What Do You Want To Be When You Grow Up? - Alexandra
In second grade when we were asked “what we wanted to be when we grew up?” all the other girls answered veterinarians. I didn’t want to be like them, but I did want to work with animals so I answered “A farmer”! That marked the beginning of my ever changing journey to my choice of careers. By the end of elementary school, I decided that my new career would be a marine biologist, because I wanted to work, swim and save the whales. I was obsessed, making posters and researching all the different types of whales. Deciding how I was going to save them from the harm that humans being were causing them. This obsession lasted only about a year and a half. A doctor! That’s what I answered when I was asked what I wanted to be at the end of high school. I looked through anatomy books and was the most attentive student in chemistry and biology class. I applied and got accepted into health sciences in CEGEP. When I got there though, I hit a brick wall. Higher education was nothing like elementary and high school. You actually had to study! I did finish my diploma, but was no longer sure about what I wanted to be. When applying to university I figured I would apply to four different programs figuring I wouldn’t be accepted into all. To my surprise, I had to choose between, a forensic scientist, pre-med, a kineseologist, and a teacher. Ugh! Being a teacher fit into everything that I was looking for. Like a farmer, working hard didn’t scare me. I want to be out in the field doing hands on work. Like a marine biologist, passion for what I was doing was important. Making a difference, even if small, is what drives me. And like a doctor, I wanted to help people. So I decided to take a chance on being a teacher.
My first teaching job was as an English second language teacher in the French school board in Montréal. At first, I enjoyed the idea of being the only English teacher in a school. It made me feel important. Unfortunately, I quickly became disenchanted by this. Being the only teacher meant three things; one I needed to plan for 13 groups from grades one through six, two, I had to grade these 13 groups sometimes based on 2 lessons, and three, I had no colleagues to consult with if I had questions. I didn’t feel like I was making the impact that I initially felt that I could.

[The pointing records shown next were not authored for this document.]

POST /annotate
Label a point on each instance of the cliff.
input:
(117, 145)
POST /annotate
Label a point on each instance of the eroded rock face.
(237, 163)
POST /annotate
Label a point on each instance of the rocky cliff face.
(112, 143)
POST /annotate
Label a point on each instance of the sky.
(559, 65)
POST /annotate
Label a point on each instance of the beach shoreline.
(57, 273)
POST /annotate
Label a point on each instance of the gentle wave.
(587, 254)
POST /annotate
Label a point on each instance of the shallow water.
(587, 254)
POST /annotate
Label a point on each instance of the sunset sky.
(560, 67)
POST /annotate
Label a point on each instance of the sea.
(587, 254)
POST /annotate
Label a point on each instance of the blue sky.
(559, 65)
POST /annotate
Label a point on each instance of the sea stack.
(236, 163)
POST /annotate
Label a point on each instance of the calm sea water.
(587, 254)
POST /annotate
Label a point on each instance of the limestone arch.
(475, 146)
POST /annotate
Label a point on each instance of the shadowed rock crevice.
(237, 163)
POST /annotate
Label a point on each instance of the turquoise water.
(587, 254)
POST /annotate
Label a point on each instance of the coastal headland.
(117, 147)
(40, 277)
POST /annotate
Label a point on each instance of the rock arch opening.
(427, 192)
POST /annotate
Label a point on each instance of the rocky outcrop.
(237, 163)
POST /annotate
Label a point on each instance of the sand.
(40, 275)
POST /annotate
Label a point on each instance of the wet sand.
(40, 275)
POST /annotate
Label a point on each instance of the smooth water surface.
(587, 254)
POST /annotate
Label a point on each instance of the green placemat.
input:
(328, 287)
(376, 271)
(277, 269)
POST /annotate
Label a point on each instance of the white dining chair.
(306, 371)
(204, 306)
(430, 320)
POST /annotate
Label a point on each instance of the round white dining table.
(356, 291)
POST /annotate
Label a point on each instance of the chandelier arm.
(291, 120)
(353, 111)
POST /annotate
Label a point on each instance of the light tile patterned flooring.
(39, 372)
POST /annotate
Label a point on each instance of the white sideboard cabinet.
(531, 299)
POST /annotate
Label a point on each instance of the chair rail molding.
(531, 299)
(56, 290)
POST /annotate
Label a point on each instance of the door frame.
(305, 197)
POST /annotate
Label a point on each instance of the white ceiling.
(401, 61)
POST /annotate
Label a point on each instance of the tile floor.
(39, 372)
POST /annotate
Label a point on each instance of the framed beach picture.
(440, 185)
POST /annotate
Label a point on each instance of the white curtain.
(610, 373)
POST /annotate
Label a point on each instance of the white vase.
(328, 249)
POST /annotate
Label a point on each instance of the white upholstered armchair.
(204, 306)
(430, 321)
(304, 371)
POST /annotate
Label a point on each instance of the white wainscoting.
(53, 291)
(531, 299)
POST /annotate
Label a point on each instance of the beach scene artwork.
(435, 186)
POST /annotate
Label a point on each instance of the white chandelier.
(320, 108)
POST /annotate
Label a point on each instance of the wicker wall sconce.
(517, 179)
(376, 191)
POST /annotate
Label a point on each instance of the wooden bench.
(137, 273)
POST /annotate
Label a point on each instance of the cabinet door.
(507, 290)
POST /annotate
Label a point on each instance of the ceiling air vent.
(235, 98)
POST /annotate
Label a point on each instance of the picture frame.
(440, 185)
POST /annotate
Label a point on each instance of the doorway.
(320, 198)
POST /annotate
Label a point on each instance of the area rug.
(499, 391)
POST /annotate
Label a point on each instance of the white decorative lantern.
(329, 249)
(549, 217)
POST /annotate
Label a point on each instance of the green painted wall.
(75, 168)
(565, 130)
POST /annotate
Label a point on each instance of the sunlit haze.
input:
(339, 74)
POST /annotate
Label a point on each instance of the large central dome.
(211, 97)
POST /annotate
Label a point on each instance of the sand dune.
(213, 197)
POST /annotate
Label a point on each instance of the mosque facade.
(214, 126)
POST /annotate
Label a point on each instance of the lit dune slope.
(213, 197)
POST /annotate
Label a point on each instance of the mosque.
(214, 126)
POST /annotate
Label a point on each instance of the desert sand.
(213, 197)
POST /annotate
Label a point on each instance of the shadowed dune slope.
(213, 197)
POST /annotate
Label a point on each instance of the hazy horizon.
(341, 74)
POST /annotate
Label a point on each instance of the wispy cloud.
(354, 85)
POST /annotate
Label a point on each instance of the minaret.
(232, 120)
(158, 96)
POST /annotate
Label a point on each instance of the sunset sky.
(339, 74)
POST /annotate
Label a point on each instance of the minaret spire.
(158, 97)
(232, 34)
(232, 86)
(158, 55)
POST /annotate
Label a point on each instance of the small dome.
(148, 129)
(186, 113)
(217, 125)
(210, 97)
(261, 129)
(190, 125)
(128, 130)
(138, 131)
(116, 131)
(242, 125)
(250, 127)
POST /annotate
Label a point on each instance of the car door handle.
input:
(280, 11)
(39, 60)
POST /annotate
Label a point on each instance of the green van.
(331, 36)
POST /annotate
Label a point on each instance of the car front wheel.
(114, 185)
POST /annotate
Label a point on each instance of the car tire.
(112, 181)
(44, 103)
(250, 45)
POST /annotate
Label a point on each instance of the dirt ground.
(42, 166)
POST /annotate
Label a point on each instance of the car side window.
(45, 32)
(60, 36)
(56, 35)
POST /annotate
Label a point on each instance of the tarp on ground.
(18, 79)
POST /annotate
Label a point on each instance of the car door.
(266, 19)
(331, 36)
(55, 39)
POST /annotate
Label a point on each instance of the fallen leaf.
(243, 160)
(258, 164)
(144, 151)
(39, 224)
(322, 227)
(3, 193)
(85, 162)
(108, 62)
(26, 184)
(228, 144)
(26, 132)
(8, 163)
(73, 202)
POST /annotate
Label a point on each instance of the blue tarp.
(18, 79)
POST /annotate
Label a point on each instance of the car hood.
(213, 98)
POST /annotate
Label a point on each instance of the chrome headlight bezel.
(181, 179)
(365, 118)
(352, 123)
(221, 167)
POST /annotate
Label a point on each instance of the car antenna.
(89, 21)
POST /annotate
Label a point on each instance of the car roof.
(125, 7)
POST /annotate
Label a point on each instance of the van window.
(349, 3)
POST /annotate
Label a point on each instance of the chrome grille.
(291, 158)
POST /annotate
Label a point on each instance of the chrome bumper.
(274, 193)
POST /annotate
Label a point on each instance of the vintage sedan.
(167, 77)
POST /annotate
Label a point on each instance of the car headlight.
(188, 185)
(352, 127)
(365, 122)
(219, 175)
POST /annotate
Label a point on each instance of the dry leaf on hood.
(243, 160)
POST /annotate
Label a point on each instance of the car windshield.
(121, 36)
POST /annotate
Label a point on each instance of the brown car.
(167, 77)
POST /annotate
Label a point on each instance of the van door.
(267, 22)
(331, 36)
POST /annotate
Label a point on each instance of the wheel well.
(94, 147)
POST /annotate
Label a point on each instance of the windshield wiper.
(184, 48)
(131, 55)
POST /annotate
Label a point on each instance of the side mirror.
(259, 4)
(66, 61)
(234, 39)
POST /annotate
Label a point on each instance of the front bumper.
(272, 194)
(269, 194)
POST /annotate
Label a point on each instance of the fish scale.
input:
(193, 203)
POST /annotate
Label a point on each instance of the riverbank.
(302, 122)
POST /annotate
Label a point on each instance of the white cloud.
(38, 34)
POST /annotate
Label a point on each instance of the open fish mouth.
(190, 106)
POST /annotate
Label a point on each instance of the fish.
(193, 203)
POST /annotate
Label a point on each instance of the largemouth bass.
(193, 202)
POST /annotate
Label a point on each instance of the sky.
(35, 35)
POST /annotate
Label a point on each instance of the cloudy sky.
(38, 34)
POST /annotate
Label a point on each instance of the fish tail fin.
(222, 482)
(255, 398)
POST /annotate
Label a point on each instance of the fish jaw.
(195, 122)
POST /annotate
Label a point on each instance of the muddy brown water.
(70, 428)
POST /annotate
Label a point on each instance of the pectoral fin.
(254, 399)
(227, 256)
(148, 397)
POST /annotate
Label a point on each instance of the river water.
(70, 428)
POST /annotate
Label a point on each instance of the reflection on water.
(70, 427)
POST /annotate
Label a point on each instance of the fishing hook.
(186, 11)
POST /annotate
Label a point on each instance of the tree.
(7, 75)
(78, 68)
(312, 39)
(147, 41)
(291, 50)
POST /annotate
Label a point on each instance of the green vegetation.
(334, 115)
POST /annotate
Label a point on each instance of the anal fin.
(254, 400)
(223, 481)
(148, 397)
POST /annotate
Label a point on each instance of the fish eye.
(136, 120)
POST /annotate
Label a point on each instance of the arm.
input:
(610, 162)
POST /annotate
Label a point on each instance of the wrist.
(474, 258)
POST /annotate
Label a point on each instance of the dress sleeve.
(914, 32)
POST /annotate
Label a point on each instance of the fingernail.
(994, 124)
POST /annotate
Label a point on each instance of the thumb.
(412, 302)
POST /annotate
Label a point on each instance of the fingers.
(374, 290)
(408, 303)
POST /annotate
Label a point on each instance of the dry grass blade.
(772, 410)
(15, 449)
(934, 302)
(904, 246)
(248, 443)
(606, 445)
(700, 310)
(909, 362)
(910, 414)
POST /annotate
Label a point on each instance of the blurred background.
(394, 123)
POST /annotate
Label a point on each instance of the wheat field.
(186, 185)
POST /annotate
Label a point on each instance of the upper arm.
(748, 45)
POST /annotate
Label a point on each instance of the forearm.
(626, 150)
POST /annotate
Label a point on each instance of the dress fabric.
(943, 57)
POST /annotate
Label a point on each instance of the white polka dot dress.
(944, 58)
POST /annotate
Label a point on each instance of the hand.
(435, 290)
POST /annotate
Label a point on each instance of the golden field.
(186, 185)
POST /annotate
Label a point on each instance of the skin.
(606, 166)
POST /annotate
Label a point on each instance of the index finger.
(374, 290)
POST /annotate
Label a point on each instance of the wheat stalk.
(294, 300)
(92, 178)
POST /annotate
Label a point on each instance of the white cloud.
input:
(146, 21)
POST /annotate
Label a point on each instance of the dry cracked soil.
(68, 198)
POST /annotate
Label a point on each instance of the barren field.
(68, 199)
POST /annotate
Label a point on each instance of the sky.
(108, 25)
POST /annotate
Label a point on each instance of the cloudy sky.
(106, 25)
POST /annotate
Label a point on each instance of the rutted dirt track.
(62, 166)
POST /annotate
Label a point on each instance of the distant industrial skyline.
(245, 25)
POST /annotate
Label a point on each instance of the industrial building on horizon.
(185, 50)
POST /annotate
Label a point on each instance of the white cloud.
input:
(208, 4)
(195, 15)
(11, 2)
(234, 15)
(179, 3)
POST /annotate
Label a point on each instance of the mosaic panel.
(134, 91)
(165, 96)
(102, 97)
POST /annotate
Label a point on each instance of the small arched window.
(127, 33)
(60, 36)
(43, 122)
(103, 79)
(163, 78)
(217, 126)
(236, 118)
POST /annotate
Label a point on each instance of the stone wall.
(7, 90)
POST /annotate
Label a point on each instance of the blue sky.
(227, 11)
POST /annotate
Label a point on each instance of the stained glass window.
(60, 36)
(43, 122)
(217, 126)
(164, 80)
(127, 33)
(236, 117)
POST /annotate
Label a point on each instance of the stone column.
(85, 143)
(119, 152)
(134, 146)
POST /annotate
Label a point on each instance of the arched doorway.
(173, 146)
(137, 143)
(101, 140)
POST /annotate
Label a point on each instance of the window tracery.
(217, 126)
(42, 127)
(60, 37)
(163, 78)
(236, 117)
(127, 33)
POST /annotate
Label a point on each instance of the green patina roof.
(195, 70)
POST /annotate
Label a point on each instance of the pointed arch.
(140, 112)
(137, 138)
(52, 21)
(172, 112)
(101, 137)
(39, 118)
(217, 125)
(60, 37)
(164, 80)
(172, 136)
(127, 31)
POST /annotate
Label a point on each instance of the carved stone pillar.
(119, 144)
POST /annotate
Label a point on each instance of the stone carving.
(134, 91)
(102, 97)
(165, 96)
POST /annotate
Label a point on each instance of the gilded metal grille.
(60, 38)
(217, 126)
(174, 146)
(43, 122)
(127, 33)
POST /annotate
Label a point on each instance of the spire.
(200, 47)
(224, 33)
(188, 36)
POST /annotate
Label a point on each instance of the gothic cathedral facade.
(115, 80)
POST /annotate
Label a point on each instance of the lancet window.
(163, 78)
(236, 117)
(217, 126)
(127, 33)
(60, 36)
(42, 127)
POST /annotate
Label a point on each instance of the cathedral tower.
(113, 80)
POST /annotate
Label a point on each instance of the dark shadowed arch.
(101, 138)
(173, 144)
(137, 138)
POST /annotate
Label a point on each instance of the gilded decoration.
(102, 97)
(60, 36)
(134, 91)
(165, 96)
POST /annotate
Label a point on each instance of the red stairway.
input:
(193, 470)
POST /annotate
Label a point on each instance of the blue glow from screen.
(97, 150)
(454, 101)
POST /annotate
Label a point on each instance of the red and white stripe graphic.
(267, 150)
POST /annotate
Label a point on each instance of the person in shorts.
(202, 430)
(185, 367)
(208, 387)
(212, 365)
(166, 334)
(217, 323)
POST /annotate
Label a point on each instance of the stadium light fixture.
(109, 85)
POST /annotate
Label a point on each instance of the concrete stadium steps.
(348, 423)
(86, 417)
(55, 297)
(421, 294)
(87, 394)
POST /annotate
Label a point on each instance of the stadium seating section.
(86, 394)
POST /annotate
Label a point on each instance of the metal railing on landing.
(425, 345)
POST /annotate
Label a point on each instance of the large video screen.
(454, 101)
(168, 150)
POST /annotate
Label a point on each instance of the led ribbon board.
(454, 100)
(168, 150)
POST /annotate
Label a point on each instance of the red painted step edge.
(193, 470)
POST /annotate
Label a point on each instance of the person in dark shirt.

I began searching for other options. Most available teaching jobs were for ESL and I wasn’t too keen on doing what was making me so frustrated to begin with. I kept searching until I came upon a listing for a job as a special education teacher. I read over the job description several times and figured it couldn’t be any worse than what I was doing. After the interview, the administrators gave me a tour of the school. What I saw would have scared most. Small groups of profound mentally disabled students, some non-verbal, some not even toilet trained. But what I saw was an opportunity to make a difference and I decided to jump into this adventure with both feet. My chance to be out in the field doing hands on work, and using my passion to help people.